Tech tax advocates said to prepare last-ditch push for EU deal
Proponents of a tax on the European revenue of tech giants are preparing a last-ditch push for a deal this week, amid continuing resistance to a levy that divides the region’s governments and threatens to fragment its single market.
European Union envoys in Brussels will discuss the latest compromise proposal on Wednesday, said a person familiar with the matter. Austria, which holds the rotating presidency of the bloc, seeks a political agreement on the tax that would hit the likes of Facebook Inc. and Alphabet Inc.’s Google at a meeting of the finance ministers next week, according to documents seen by Bloomberg.
Here are the main elements of the draft compromise tabled by Austria, according to an internal memo dated Nov. 23:
- A 3 percent levy would be imposed on the European sales of companies with a global annual revenue of 750 million euros ($850 million) or more.
- The idea behind the proposed EU tax is to pay the levy to the country where tech users are based, rather than where a company places its headquarters.
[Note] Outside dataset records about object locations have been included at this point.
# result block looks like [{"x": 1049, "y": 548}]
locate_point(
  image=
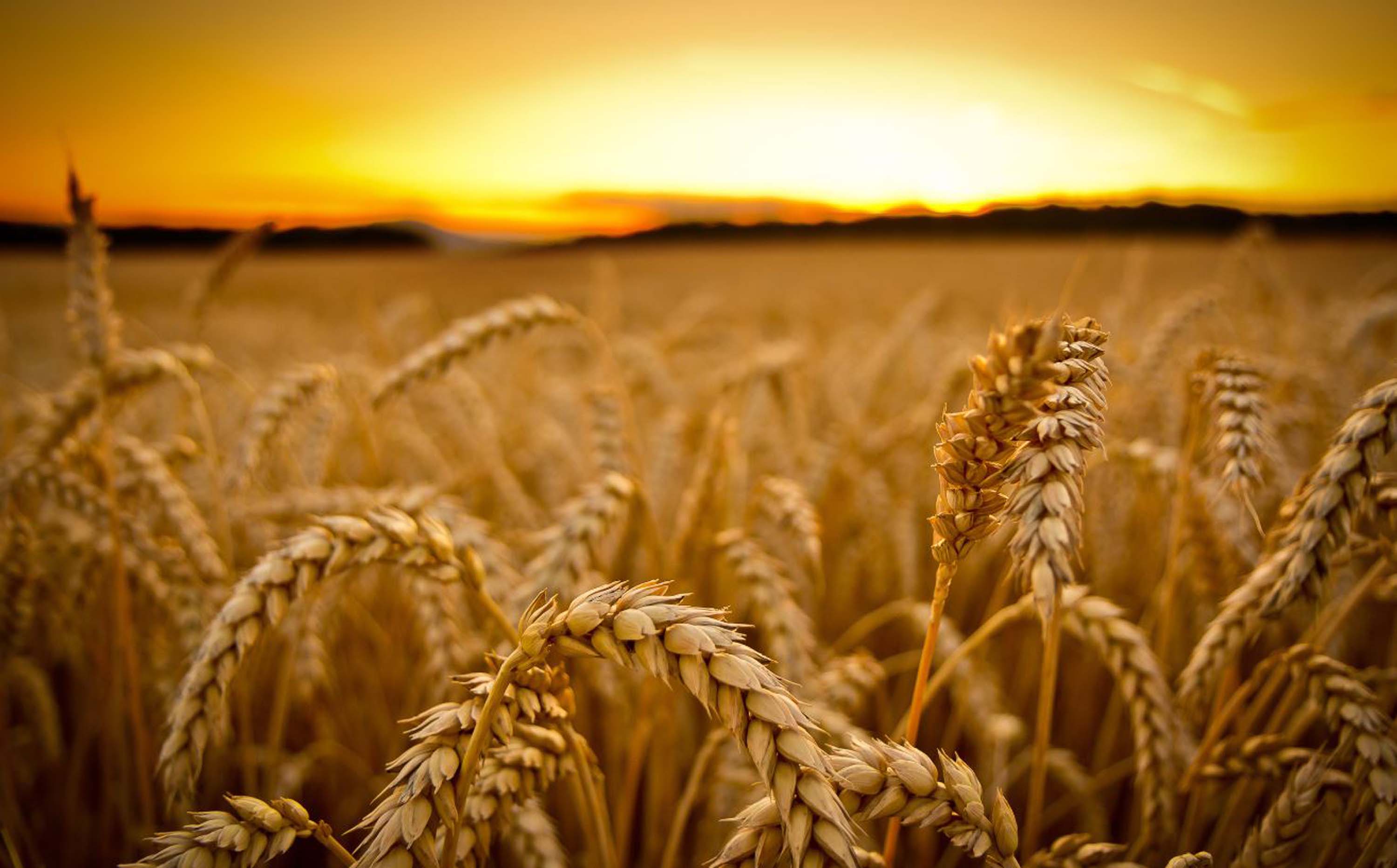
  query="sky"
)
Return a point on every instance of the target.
[{"x": 549, "y": 118}]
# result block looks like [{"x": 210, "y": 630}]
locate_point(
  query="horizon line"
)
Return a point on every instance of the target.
[{"x": 649, "y": 211}]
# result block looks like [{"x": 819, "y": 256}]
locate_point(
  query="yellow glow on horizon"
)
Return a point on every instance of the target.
[{"x": 502, "y": 139}]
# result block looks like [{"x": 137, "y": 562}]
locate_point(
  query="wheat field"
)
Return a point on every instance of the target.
[{"x": 1038, "y": 553}]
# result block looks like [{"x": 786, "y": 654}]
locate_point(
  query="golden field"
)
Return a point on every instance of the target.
[{"x": 246, "y": 539}]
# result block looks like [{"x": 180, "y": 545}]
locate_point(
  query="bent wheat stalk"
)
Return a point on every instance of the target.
[
  {"x": 644, "y": 628},
  {"x": 1300, "y": 556},
  {"x": 260, "y": 600},
  {"x": 468, "y": 336}
]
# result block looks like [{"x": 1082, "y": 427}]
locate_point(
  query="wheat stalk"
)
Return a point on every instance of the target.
[
  {"x": 568, "y": 549},
  {"x": 883, "y": 780},
  {"x": 97, "y": 330},
  {"x": 234, "y": 253},
  {"x": 644, "y": 628},
  {"x": 468, "y": 336},
  {"x": 260, "y": 600},
  {"x": 253, "y": 834},
  {"x": 288, "y": 393},
  {"x": 1300, "y": 554},
  {"x": 1048, "y": 472},
  {"x": 410, "y": 822},
  {"x": 154, "y": 476},
  {"x": 769, "y": 595},
  {"x": 1286, "y": 825}
]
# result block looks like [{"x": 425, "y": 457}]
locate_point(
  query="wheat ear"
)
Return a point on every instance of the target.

The levy would apply on revenue from “targeted advertising,” “intermediation services” and “sale of user data.”
- “Identifying the place where a user’s device has been used and, therefore, the place of taxation should be possible due to the Internet Protocol (IP) address of the user’s device.”
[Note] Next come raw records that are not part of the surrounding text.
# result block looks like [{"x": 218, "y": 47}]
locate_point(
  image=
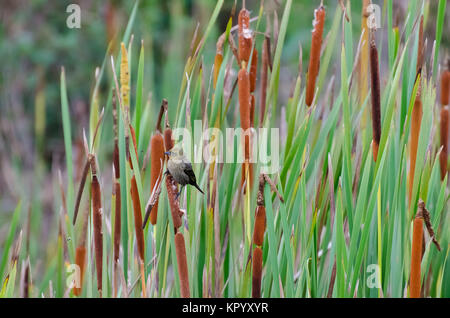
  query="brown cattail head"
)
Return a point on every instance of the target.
[
  {"x": 260, "y": 225},
  {"x": 375, "y": 85},
  {"x": 314, "y": 59},
  {"x": 257, "y": 272},
  {"x": 443, "y": 157},
  {"x": 80, "y": 260},
  {"x": 180, "y": 250},
  {"x": 253, "y": 70},
  {"x": 416, "y": 257},
  {"x": 137, "y": 218},
  {"x": 244, "y": 35},
  {"x": 98, "y": 232},
  {"x": 172, "y": 190},
  {"x": 445, "y": 87}
]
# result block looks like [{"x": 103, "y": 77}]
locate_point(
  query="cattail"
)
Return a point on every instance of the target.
[
  {"x": 80, "y": 190},
  {"x": 445, "y": 92},
  {"x": 260, "y": 225},
  {"x": 137, "y": 218},
  {"x": 116, "y": 191},
  {"x": 168, "y": 141},
  {"x": 252, "y": 110},
  {"x": 263, "y": 82},
  {"x": 375, "y": 84},
  {"x": 133, "y": 137},
  {"x": 124, "y": 78},
  {"x": 244, "y": 36},
  {"x": 125, "y": 93},
  {"x": 172, "y": 191},
  {"x": 416, "y": 115},
  {"x": 420, "y": 48},
  {"x": 416, "y": 255},
  {"x": 314, "y": 59},
  {"x": 80, "y": 260},
  {"x": 97, "y": 221},
  {"x": 364, "y": 61},
  {"x": 257, "y": 272},
  {"x": 157, "y": 159},
  {"x": 445, "y": 118},
  {"x": 117, "y": 220},
  {"x": 416, "y": 120},
  {"x": 445, "y": 87},
  {"x": 180, "y": 250},
  {"x": 260, "y": 214},
  {"x": 253, "y": 70}
]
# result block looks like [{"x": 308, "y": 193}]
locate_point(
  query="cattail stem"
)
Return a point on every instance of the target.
[
  {"x": 375, "y": 85},
  {"x": 416, "y": 120},
  {"x": 245, "y": 110},
  {"x": 97, "y": 212},
  {"x": 314, "y": 59},
  {"x": 445, "y": 87},
  {"x": 445, "y": 118},
  {"x": 257, "y": 272},
  {"x": 263, "y": 82},
  {"x": 156, "y": 159},
  {"x": 260, "y": 225},
  {"x": 172, "y": 190},
  {"x": 416, "y": 256},
  {"x": 137, "y": 219},
  {"x": 443, "y": 157},
  {"x": 180, "y": 250},
  {"x": 218, "y": 59},
  {"x": 244, "y": 36},
  {"x": 253, "y": 70},
  {"x": 80, "y": 260}
]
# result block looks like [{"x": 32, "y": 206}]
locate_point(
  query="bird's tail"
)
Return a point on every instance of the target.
[{"x": 198, "y": 188}]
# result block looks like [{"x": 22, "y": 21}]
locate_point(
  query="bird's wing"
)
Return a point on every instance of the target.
[{"x": 190, "y": 173}]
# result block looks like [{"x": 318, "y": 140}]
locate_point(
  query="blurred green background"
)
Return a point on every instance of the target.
[{"x": 36, "y": 43}]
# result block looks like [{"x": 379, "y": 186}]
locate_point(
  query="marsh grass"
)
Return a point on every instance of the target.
[{"x": 342, "y": 211}]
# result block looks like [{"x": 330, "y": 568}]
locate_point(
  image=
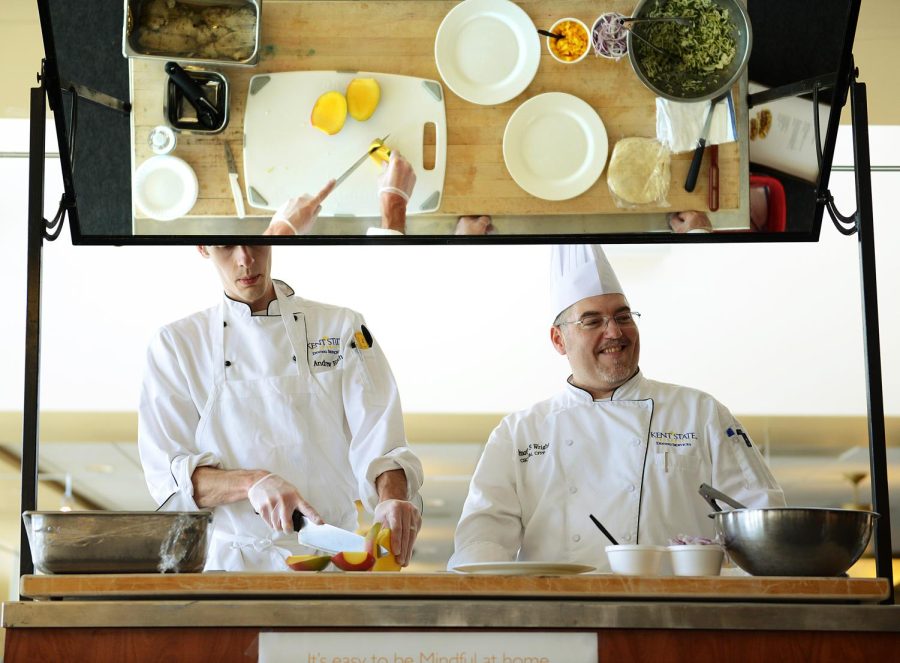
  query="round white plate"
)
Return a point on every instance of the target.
[
  {"x": 487, "y": 51},
  {"x": 165, "y": 188},
  {"x": 555, "y": 146},
  {"x": 523, "y": 568}
]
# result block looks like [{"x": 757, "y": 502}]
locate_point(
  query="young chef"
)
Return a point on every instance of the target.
[
  {"x": 630, "y": 451},
  {"x": 269, "y": 403}
]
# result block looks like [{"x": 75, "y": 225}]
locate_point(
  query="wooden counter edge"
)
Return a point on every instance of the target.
[{"x": 449, "y": 585}]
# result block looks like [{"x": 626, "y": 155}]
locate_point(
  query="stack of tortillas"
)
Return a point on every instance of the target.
[{"x": 638, "y": 172}]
- Member states will be free to deduct the digital services tax from the corporate income tax base in their territory.
- “Revenues resulting from the supply of communication or payment services should therefore remain outside the scope of the tax because such suppliers do not operate as a marketplace, but rather produce support software or other information technology instruments.”
- “The provision of regulated financial services” such as trading execution, which are aimed at providing a safe environment for transactions by regulated financial entities “should not fall within the scope” of the levy. “However, the provision of non-regulated services by regulated financial entities could fall within the scope.”
- If political agreement on the tax is reached, then member states will be required to transpose the directive into national law by the end of December 2021 “at the latest.” The tax will be applicable on revenue generated as of 2022.
- By the end of 2020, the European Commission will prepare a report “assessing the progress made on the revisions to the international corporate tax standards to address the challenges arising from digitalization agreed at the OECD level.” If enough progress has been made toward a global approach to taxing tech companies, the bloc’s executive arm could propose to postpone or repeal the European levy.
- The Austrian presidency’s proposal envisages that the tax will expire “upon the entry into application of the revisions to the international corporate tax standards to address the challenges arising from digitalization agreed at OECD level,” or by a specific date yet to be agreed.
The person familiar with the discussions among EU member states said that despite the introduction of so-called sunset clauses that would repeal the levy if and when developed nations at the Organisation for Economic Co-operation and Development reach a deal on a global approach, skeptics including Ireland and Sweden still object to the tax. The prospects of reaching a deal are thus slim, the person said, asking not to be named as the matter is sensitive.
Even though unanimity is required for the introduction of taxes at the EU level, frustrated advocates of the tax, including France, could opt to go it alone, or introduce the levy in coordination with willing governments. Member states including Spain, Italy and the U.K. have already announced plans for a digital tax, following a global trend where countries including South Korea, Singapore and Australia are proposing their own strategies.